Paris terror – The blowback continues

It is often said that our great cities are humanity’s greatest achievement. I can warm to that concept. Teeming with a multitude of cultural wonders and, in any single day, billions upon billions of everyday interactions, our cities truly are a wonder to behold. Sure, they have their downsides; vast inequalities, polluted and congested streets, some unsavoury anti-social and outright criminal behaviour and a seemingly ever present shortage of affordable housing. But the fact that millions of citizens, increasingly from very diverse backgrounds, rub along together with a minimum of fuss and bother, gives one a little hope for our collective future. And then comes along a bunch of hot-wired jihadists and everything we take for granted is in ruins.

But our western cities are not the only marvels of mankind. Baghdad, Tripoli and Damascus are also, in their own distinctive way, great cities and today, they too lay in ruins.

Amidst the outpouring of grief and anger that is the legitimate response to the latest wave of terror in Paris we would be well advised to see the whole picture. After five hundred years of brutal European colonial rule, the West still takes it upon itself to declare regime change whenever it suits its geo-political ambitions. First it puts a hard man into office to counteract some perceived threat, and when that hard man becomes too independent or too popular they are then duly dispatched and replaced by someone more compliant. And when the whole process starts to unravel amidst warring factions, western governments throw up their hands in despair and send in the drones. Some half a million Iraqis were killed as a result of the wholly illegal war launched by Britain and the US against Iraq, yet nobody has been held to account. And in all the hand-wringing and soul-searching that will inevitably follow the Paris terror, too few media voices will be focused on where this terror emanated from. But terror inevitably begets terror. Barbarism begets barbarism. Yet our governments never seem to heed this lesson.
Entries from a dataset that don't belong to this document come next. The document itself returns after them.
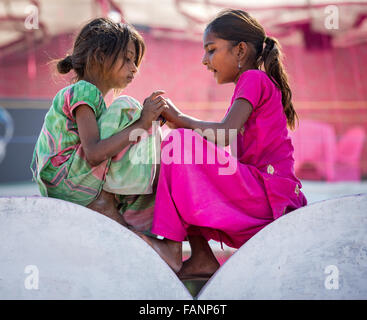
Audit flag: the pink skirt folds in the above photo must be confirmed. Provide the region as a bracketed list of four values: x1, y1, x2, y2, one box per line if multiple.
[151, 129, 304, 248]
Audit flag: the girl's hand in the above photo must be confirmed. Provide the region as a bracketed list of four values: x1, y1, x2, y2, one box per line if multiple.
[140, 90, 168, 129]
[162, 98, 182, 124]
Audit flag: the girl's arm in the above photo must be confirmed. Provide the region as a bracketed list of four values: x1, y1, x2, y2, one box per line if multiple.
[162, 98, 252, 146]
[75, 92, 167, 166]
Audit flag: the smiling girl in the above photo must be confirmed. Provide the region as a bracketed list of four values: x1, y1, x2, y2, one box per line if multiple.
[142, 10, 307, 279]
[31, 18, 167, 231]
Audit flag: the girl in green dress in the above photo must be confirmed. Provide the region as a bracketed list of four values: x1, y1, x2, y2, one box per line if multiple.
[31, 18, 167, 231]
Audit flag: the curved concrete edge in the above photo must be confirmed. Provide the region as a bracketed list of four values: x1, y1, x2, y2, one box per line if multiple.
[0, 196, 192, 300]
[197, 194, 367, 300]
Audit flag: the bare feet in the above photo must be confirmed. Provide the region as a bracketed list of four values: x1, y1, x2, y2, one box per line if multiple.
[87, 190, 128, 227]
[177, 255, 220, 280]
[137, 233, 182, 273]
[177, 235, 220, 280]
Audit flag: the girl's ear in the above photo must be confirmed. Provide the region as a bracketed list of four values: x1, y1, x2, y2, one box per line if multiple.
[237, 41, 248, 61]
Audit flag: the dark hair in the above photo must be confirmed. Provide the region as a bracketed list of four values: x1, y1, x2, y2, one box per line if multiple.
[57, 18, 145, 80]
[205, 9, 298, 129]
For nearly seventy years, dispossessed Palestinian families have been left to rot in refugee camps as Israel, with the full blessing from western governments, grab an ever bigger slice of Palestinian land. This colonial land grab has been declared illegal by the UN but still no sanctions are applied to Israel and still the land grab goes on. And when the Palestinians have the temerity to periodically rise up against this injustice, they are slaughtered by the Israeli military in their thousands. A little bit more hand wringing by the West and then the status quo is allowed to continue. No regime change is ever imposed on Israel. Is it any wonder that the Muslim world, even the so called moderate millions, harbour a festering resentment towards the West? And when ISIS inevitably carry out a wave of terror in Israel itself, as they surely will, the western media will again come out with the usual platitudes about the terrorist threat.
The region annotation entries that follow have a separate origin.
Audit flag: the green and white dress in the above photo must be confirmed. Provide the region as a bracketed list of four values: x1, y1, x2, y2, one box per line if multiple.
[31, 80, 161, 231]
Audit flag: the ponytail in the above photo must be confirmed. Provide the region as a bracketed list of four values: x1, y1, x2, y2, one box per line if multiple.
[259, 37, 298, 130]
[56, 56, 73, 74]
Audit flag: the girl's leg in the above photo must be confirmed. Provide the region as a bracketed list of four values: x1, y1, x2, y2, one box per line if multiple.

So it’s unilaterally imposed regime change for those Arabic nations that don’t fall into line with Western diktat, and vast economic aid and lucrative arms deals for the Israelis. And for the Saudis and the Gulf States that do tow the Western line, little or no mention is made of their grotesquely undemocratic societies or their complicity in funding the ISIS terror machine. Ah, what a wonderful world of duplicity that we live in.

The West, with Britain as the expert player, has always been the master of divide and rule. Hindu against Muslim. Jew against Palestinian, English against the Irish. The list is endless. And they are still at it, only it is the US that now plays the leading hand. And the key divide that the US is now seeking to exploit is the Sunni-Shia schism. First Saddam was armed to the teeth by the West in order to counteract a perceived threat from Shia Iran. Now the West in in bed with the Iranian Shias in the wake of a militant Sunni backlash. Ironically, it is the Shia Mullahs who now have control over Iraq. If it wasn’t so damn lethal it would be funny. What we witnessed in Paris yesterday is no more than the blowback from all this neo-colonial manoeuvring. And there will be more to come. A lot more. Yes, we should mourn for the dead in Paris, but mourn too for the dead in Baghdad, in Tripoli, in Damascus and in a thousand other cities, towns and villages across the Arab and Palestinian world. And when we take a pause in our mourning, we should take time to hold the perpetrators of this neo-colonialism and its criminality to justice. Blair and Bush take note.